Big Data comes in one size: large.
Not only is Big Data generated in large volumes, it is coming at us quickly. In many cases, it must be acted upon just as quickly to have value. Twitter’s tiny tweets generate many terabytes of data every day. Large organizations must mine and react to the information quickly to avoid unwanted publicity.
Big Data arrives at one speed: fast.
Big Data includes data that cannot be easily described by the classic row-column, record-field paradigms. It includes unstructured data in all its many forms text, audio, video, streams, log files and more. As new products and services are envisioned new data types will be created and more Big Data will be generated.
Big Data manifests itself in one format: mixed.

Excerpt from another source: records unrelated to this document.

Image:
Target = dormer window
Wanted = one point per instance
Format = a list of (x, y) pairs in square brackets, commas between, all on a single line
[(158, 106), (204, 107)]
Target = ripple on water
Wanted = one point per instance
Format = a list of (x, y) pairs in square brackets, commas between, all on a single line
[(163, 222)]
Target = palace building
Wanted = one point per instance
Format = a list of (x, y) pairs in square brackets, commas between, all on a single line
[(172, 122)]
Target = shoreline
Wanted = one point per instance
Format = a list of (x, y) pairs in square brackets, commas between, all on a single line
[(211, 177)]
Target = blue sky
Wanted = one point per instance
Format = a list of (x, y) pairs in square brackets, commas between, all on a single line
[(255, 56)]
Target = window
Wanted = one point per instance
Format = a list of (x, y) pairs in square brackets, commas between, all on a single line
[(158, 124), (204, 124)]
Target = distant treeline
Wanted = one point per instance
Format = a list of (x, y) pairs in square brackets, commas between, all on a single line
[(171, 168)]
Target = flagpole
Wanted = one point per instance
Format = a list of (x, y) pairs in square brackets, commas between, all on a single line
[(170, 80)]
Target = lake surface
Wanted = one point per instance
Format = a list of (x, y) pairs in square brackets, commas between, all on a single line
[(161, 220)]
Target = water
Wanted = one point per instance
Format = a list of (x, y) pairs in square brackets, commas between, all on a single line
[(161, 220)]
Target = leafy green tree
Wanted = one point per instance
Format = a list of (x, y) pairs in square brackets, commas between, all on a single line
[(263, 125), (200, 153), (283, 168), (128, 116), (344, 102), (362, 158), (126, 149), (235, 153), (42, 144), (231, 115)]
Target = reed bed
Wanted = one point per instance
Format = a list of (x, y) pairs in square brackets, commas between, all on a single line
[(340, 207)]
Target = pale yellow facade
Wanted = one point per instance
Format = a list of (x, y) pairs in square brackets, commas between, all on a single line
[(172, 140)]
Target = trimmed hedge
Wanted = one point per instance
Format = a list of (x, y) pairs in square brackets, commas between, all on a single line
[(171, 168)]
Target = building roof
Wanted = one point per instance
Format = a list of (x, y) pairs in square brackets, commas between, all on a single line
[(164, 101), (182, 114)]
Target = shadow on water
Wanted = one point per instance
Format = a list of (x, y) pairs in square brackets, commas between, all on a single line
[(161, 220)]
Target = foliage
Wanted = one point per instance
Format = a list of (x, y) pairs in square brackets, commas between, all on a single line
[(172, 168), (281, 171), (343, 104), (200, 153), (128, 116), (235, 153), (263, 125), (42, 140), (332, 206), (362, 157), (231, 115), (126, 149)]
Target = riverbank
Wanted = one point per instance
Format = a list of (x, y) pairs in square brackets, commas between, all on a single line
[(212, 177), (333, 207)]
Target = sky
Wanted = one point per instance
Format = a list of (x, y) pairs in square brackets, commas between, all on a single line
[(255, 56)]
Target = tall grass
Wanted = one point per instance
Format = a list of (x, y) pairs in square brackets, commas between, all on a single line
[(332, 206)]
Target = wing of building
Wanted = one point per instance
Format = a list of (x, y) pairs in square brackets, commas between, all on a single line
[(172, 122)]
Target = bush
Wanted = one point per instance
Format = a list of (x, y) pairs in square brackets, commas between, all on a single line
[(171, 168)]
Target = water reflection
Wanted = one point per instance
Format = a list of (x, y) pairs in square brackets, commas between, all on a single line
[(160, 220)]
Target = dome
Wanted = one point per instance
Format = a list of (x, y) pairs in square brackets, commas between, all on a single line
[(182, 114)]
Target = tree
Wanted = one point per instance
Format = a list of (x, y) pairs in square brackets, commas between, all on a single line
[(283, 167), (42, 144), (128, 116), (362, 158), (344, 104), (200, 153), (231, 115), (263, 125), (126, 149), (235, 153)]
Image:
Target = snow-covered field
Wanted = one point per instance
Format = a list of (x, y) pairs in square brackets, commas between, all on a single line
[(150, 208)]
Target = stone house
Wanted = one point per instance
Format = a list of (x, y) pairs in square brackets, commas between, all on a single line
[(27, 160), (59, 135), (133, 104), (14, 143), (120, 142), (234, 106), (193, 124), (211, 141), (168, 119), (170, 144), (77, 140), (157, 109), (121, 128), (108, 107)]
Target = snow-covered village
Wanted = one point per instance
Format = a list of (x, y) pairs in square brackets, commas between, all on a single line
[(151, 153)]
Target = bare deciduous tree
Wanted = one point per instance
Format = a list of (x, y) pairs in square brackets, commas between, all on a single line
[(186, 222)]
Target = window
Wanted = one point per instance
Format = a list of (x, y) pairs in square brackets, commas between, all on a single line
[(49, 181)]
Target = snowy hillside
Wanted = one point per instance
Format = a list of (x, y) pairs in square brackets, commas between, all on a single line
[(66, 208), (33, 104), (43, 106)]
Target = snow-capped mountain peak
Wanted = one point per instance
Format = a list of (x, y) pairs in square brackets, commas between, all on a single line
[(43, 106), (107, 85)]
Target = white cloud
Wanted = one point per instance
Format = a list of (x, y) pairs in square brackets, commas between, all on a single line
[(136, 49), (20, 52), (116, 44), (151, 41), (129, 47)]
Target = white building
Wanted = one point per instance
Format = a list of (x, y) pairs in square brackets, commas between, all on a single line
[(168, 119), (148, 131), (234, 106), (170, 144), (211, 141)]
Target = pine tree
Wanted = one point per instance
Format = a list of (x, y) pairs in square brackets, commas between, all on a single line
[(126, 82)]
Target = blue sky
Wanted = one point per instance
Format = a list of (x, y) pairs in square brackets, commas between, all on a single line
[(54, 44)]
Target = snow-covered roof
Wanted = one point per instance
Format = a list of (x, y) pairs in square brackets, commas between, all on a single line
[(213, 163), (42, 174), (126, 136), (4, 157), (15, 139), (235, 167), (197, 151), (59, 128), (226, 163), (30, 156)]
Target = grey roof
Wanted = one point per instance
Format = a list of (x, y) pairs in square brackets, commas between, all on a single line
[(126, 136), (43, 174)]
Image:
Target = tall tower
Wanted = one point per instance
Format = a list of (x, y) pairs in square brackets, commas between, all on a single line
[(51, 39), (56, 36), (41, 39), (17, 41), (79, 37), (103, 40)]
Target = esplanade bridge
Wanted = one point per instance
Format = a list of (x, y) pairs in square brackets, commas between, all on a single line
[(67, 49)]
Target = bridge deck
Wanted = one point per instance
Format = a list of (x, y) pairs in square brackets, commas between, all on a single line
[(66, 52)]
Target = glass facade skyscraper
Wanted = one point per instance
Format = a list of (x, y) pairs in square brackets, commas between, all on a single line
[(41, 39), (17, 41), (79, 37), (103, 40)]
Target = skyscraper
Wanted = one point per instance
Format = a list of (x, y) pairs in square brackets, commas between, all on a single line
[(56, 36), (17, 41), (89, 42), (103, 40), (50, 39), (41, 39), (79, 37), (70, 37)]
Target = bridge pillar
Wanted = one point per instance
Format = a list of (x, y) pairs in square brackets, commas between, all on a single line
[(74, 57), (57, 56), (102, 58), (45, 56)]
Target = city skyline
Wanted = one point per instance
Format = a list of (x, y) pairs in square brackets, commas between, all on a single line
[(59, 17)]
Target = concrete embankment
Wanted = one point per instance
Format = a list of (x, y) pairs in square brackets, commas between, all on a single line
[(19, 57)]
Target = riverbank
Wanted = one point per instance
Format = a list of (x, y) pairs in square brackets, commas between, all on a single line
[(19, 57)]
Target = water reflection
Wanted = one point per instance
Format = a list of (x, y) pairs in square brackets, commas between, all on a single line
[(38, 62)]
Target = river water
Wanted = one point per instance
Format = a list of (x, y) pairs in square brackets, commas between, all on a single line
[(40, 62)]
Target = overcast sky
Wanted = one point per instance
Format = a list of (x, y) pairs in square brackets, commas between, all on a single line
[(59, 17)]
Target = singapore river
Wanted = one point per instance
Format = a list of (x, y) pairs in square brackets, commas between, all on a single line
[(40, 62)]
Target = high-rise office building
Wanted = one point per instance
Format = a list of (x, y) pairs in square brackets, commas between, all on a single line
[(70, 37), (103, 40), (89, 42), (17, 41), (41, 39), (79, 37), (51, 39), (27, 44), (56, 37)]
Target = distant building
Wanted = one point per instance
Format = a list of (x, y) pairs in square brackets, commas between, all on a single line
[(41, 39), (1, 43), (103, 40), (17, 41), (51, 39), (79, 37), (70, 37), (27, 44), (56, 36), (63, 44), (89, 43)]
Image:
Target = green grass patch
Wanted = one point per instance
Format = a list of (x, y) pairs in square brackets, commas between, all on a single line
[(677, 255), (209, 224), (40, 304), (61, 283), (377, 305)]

Beyond the standard three descriptive dimensions, some proponents are suggesting other dimensions for Big Data – Value and Validity.
Value is surely a meaningful way to measure Big Data. There is value to be released from the masses of data we own; the challenge is creating our own environmentally acceptable “fracking” processes to release it.

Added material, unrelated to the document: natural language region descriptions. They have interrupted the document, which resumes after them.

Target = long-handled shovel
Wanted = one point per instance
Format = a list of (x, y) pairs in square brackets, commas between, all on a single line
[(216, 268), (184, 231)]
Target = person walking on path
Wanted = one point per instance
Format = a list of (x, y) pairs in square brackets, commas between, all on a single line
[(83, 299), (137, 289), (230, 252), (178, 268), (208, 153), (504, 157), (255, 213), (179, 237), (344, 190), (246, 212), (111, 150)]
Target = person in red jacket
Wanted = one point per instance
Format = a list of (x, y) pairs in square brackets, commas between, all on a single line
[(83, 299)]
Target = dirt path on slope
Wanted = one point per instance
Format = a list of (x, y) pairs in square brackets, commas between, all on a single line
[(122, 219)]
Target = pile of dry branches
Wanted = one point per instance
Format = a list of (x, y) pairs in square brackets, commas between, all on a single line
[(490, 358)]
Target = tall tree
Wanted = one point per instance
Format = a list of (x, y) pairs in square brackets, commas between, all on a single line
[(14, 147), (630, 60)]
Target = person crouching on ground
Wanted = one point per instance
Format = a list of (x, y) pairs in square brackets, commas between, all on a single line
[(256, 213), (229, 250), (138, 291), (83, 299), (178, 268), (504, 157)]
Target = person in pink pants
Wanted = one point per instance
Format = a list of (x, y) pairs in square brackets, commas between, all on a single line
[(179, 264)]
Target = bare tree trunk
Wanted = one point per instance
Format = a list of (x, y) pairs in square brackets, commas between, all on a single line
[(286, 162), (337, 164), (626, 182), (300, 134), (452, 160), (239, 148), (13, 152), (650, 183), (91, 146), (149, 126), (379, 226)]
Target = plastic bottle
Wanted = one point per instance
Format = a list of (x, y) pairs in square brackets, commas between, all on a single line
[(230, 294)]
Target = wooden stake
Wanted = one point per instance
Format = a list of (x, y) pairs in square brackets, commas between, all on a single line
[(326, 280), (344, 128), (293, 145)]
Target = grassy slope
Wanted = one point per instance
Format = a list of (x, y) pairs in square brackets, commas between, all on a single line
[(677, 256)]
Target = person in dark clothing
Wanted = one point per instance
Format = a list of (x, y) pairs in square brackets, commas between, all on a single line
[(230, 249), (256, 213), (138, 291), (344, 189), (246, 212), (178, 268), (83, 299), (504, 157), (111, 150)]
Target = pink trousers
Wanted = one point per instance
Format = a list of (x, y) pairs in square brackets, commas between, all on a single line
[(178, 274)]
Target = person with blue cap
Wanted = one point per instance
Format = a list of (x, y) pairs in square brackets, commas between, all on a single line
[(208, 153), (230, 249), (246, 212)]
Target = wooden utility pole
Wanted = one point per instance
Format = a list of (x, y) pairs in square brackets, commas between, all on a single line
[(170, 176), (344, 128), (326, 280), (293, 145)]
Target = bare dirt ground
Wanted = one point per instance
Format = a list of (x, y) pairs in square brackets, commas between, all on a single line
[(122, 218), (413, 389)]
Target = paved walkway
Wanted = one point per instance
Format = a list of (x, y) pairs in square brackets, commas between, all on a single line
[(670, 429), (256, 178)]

The Validity of data is always of interest. Invalid “Small Data” can cause huge issues for business users. Imagine the effect of validity on Big Data. However, with Big Data the issue is not necessarily whether the data is wrong or right but whether we are arriving at the right or wrong conclusions as we analyze and consume it.
Big Data is the challenge-of-the-moment facing us all. It is something we can address. There are tools and technologies coming to bear that will help us to manage and leverage Big Data. Hadoop and MapReduce are new players in the field. They address the Volume and Variety dimensions. Traditionally Data Warehousing manages the Volume and Velocity dimensions very well. As time progresses, the marriage of these, and other technologies, will make Big Data old hat.